Но все же говорил Кривцов жгучие речи:
— Не говорите мне больше о них, об отшельниках! Пусть эти носят черные, простые одежды, — лицемерием прикрывают они свои гнусности. Я был сам в монастыре — в этом… в вашем… в таком всеми чтимом, прославленном. Я был полтора года в нем — насмотрелся, наслушался… Довольно с меня! И даже научился кое-чему… Вот этому вот, между прочим…
Он ткнул пальцем в пустую бутылку.
— Хотите, я вам расскажу, что я видел там, в кельях, и не в кельях одних, а и выше — в самых, что ни на есть священных местах?
— Что он там врет — пробурчал кто-то издали пьяным и недовольным голосом. — Ежели, это, о девочках… так кому оно не известно?
— Кому не известно?
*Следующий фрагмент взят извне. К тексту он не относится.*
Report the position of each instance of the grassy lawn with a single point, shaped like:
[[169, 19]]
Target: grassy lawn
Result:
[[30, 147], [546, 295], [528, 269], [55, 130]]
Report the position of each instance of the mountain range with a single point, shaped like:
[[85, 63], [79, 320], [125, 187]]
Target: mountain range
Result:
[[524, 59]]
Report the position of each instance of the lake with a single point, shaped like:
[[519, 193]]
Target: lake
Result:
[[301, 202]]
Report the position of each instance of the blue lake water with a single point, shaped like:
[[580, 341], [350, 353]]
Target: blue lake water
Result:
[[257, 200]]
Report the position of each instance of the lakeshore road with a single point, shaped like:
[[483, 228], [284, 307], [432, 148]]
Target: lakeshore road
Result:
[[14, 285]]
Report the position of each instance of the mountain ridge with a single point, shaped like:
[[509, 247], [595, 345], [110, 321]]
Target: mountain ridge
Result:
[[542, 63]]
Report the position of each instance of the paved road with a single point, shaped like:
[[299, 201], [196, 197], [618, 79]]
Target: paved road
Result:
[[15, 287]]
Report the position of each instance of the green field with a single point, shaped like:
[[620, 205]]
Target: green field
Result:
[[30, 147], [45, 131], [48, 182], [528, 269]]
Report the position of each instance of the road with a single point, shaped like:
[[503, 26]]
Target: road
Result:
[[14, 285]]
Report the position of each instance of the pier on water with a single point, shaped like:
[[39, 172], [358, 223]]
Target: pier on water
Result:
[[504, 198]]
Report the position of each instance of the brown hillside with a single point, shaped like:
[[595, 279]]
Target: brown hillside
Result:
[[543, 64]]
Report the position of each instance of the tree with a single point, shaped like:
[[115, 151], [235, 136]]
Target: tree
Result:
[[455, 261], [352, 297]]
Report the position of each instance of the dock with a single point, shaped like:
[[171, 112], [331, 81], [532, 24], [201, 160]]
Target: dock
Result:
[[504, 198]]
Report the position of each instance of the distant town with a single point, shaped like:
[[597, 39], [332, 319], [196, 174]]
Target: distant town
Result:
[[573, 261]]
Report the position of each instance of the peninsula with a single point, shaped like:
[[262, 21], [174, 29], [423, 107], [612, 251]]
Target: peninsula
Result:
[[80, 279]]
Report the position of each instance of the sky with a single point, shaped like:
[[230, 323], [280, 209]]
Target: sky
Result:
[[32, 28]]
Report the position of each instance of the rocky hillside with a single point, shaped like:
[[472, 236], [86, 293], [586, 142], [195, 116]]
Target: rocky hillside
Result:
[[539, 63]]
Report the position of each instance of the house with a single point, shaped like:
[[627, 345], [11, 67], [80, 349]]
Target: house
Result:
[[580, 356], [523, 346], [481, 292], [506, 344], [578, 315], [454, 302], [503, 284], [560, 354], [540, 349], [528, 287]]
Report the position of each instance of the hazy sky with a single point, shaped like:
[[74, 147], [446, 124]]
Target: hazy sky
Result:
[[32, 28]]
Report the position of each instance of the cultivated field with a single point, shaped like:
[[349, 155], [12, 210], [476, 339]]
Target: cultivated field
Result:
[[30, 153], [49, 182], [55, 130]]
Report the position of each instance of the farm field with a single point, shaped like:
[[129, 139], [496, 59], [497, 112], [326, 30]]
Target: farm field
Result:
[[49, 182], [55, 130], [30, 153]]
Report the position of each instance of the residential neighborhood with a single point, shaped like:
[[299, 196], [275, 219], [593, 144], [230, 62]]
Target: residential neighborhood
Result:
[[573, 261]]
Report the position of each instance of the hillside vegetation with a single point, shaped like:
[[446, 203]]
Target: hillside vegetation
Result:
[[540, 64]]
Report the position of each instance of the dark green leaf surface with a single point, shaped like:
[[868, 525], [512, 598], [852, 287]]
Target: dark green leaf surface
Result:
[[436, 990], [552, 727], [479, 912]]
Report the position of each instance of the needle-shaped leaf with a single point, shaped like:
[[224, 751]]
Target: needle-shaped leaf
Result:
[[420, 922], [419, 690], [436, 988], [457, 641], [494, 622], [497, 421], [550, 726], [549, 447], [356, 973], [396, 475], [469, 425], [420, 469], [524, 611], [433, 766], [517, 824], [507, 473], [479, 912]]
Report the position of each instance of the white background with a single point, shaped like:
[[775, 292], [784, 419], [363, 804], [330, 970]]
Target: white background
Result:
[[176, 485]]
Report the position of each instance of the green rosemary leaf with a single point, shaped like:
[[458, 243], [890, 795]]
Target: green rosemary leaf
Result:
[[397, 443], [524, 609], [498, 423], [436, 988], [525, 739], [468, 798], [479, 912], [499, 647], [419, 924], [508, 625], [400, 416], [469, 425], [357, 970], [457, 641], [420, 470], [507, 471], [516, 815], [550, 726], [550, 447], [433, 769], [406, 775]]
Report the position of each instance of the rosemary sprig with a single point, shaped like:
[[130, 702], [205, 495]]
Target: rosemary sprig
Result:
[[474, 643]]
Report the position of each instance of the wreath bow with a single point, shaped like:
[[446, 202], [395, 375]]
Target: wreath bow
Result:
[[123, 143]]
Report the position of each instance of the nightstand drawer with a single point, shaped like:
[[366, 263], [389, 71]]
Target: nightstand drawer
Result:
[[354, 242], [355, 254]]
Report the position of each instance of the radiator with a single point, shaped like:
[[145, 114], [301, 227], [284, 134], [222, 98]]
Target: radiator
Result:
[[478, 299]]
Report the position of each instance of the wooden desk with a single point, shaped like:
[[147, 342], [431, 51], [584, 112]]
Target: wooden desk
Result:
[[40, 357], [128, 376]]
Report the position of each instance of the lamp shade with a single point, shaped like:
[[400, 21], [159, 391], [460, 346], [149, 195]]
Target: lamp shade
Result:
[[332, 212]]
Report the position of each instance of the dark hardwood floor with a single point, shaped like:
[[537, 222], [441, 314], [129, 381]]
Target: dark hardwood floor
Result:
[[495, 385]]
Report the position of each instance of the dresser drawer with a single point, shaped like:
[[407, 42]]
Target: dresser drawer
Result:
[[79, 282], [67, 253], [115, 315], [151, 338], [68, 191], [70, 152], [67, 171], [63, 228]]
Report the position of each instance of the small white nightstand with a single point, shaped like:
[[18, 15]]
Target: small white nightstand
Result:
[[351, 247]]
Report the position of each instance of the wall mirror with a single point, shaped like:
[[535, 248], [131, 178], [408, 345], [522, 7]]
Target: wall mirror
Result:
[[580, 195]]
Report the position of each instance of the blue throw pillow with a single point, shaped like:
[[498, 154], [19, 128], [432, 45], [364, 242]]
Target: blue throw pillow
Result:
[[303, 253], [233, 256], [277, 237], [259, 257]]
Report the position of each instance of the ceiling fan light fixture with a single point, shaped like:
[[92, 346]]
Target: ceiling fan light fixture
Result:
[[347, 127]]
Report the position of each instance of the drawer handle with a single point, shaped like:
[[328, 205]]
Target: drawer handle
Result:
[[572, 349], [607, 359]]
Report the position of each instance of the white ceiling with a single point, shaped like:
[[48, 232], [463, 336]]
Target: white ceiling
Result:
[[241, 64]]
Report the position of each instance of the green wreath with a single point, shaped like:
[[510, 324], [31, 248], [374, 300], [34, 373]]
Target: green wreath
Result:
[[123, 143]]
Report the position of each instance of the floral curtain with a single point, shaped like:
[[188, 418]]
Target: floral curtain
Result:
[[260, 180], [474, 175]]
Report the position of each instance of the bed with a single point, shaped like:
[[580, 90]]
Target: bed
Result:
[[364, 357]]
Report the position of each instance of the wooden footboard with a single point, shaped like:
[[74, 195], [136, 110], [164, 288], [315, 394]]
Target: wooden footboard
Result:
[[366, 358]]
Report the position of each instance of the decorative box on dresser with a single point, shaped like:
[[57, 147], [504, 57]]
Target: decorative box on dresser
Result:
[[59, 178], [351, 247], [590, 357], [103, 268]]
А как же вы терпите? — грозно и пьяно потряс рукою Кривцов.
Рука была жилистая и испитая, с дряблой, поношенной кожей; из-под мягкой грязноватой рубашки глядела она извращенно-порочной, но пальцы были тонки и длинны, и чисты своей особенной, им присущей внутренней чистотой, почти святостью. Старик впился в эту руку глазами, — она говорила без слов.
— Как же вы терпите эту пакость?..
— Ну, что там, пакость да пакость — заладил… Дело житейское, и ничего в этом самом нет такого особенного, чтобы орать на весь на кабак… Все мы дела эти знаем чересчур хорошо! О другом о чем расскажи.
Это был бунт. Недовольный голос поддержали другие — кое-кто — неопределенным шумом и гулом.
— О другом? — возмутился Кривцов. — Да, может быть, это-то и есть первейший наш червь, что грызет, что не пускает нас к Богу? Может быть, даже гнуснее, чем власть.
— Эй, дядя, помолчал бы немножко ты, — встал из полутьмы кто-то вдруг — стихийно неоформленный, но огромный.
— Что?
— Помолчал бы, я тебе говорю…
— Как ты смеешь? Кто ты такой? — властно окрикнул Кривцов.
Загудело кругом.
— А сам кто такой? Что ты пришел сюда? Что народ смущаешь? По какому праву такие слова?